In parallel with the analytical investigation, a workshop on low-damage rocking systems will be initiated. The workshop will invite leading practitioners and researchers to formally identify and document impediments to wider implementation of low-damage rocking technologies in practice. Prior to the workshop, a roadmap outline will be developed to map out a plan for coordinated efforts to produce design guidelines and standards for rocking systems. This effort will be carried out in collaboration with the current NEHRP Provisions Update Committee (PUC) Issue Teams working on rocking systems, as appropriate. The outline will be disseminated as a read-ahead document for the workshop. The findings of the workshop will be documented in a report.
The third component of this project will be to develop preliminary design guidelines for rocking reinforced concrete shear walls and/or steel braced frames. Currently, design guidelines specific to U.S. practice do not exist for these rocking systems. These guidelines will be developed in collaboration with a group of external experts. The guidelines will ultimately help promote practical implementation of low-damage rocking systems. The guidelines will also help pave the way for development of a pre-standard.

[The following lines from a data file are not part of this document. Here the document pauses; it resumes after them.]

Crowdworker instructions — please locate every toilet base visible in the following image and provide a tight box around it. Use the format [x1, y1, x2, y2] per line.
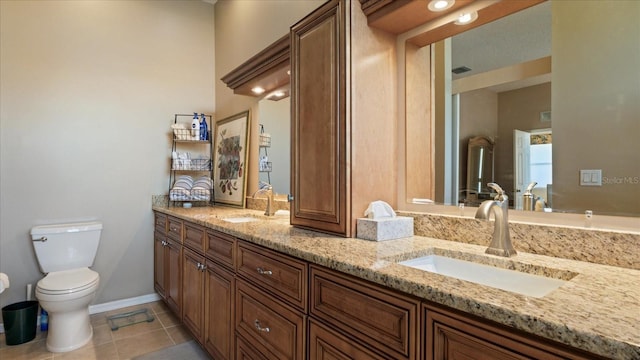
[47, 308, 93, 353]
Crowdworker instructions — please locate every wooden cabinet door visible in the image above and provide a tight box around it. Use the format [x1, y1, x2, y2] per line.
[164, 238, 182, 319]
[182, 248, 205, 343]
[235, 279, 306, 360]
[309, 319, 393, 360]
[423, 306, 601, 360]
[203, 260, 235, 360]
[291, 0, 351, 237]
[153, 231, 167, 299]
[309, 265, 420, 359]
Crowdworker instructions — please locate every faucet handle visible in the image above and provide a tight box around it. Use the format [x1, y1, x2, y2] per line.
[487, 183, 507, 201]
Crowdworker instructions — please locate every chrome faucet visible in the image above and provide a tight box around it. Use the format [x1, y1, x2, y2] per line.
[476, 183, 517, 257]
[253, 181, 276, 216]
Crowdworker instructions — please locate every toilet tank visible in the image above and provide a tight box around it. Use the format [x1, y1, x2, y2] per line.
[31, 221, 102, 273]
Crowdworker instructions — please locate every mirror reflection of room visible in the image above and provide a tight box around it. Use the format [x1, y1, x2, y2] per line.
[451, 2, 552, 210]
[258, 97, 291, 196]
[420, 0, 640, 216]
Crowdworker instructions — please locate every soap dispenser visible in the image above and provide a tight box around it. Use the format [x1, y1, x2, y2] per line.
[522, 181, 538, 211]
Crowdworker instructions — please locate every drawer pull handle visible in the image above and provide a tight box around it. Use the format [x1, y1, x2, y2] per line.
[253, 319, 271, 332]
[256, 267, 273, 275]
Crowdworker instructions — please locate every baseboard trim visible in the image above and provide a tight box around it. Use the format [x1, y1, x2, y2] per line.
[89, 293, 162, 315]
[0, 293, 162, 334]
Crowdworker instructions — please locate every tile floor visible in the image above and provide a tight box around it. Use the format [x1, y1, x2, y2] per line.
[0, 301, 192, 360]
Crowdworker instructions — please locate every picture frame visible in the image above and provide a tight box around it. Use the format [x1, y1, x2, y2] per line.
[213, 110, 251, 208]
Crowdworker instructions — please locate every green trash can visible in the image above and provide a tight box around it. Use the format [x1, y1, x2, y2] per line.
[2, 301, 38, 345]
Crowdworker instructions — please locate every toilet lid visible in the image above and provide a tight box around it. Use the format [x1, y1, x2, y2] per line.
[38, 268, 100, 293]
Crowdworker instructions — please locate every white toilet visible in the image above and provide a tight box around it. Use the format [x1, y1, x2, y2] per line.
[31, 222, 102, 352]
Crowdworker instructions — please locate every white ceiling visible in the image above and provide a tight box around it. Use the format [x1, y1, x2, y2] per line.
[451, 1, 551, 84]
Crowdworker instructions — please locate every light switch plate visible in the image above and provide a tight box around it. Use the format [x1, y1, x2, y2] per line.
[580, 169, 602, 186]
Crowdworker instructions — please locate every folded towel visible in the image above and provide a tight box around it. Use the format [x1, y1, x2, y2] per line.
[169, 189, 191, 201]
[171, 124, 191, 140]
[169, 175, 193, 201]
[191, 176, 213, 201]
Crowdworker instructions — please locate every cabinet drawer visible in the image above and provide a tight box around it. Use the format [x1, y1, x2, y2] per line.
[205, 230, 236, 270]
[184, 223, 204, 253]
[236, 280, 306, 359]
[155, 213, 167, 235]
[423, 305, 604, 360]
[237, 241, 307, 311]
[309, 266, 420, 359]
[167, 216, 182, 244]
[309, 319, 393, 360]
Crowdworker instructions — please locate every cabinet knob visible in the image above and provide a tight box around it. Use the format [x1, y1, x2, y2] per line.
[253, 319, 271, 332]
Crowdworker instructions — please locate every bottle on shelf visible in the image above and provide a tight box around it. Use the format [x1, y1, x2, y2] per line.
[200, 114, 209, 141]
[191, 113, 200, 140]
[40, 308, 49, 331]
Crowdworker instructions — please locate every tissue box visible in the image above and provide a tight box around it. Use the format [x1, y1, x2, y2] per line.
[356, 216, 413, 241]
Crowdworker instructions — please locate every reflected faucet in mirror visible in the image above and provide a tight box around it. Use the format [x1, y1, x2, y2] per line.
[476, 183, 517, 257]
[253, 181, 276, 216]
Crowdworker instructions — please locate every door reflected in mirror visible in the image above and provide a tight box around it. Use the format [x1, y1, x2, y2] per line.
[405, 0, 640, 216]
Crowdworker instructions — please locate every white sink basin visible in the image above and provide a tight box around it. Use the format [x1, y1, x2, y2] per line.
[222, 216, 258, 224]
[398, 255, 567, 298]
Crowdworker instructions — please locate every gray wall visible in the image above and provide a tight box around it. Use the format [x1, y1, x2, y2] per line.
[0, 1, 215, 306]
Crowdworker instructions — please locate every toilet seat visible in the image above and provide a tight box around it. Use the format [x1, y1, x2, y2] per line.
[37, 268, 100, 295]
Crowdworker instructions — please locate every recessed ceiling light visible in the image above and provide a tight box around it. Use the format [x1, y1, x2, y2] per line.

RT2: Seismic Performance of Buildings and Lifelines in the Central-Eastern United States
The first task resulted in a report of the building suite, with designs and associated information published and made available via www.NEHRP.gov. The second task is related to developing a workshop. A contractor is being engaged to develop and lead a team of experts to develop a comprehensive, concise report of research topics that detail needed research required to advance seismic design and construction practices for new and existing buildings and lifeline infrastructure located in the CEUS. In so doing, the contractor will develop and host a theme-focused workshop to finalize and prioritize the needed research topics.
Recommendations following the workshop will be considered to chart the path forward for this project. This will include evaluating research needs on Risk Category III and IV buildings (e.g., hospitals). This will also give a clearer vision of the potential studies for the CEUS building suite. This work will include investigating retrofit strategies or other important aspects of existing buildings in the CEUS as identified in the workshop.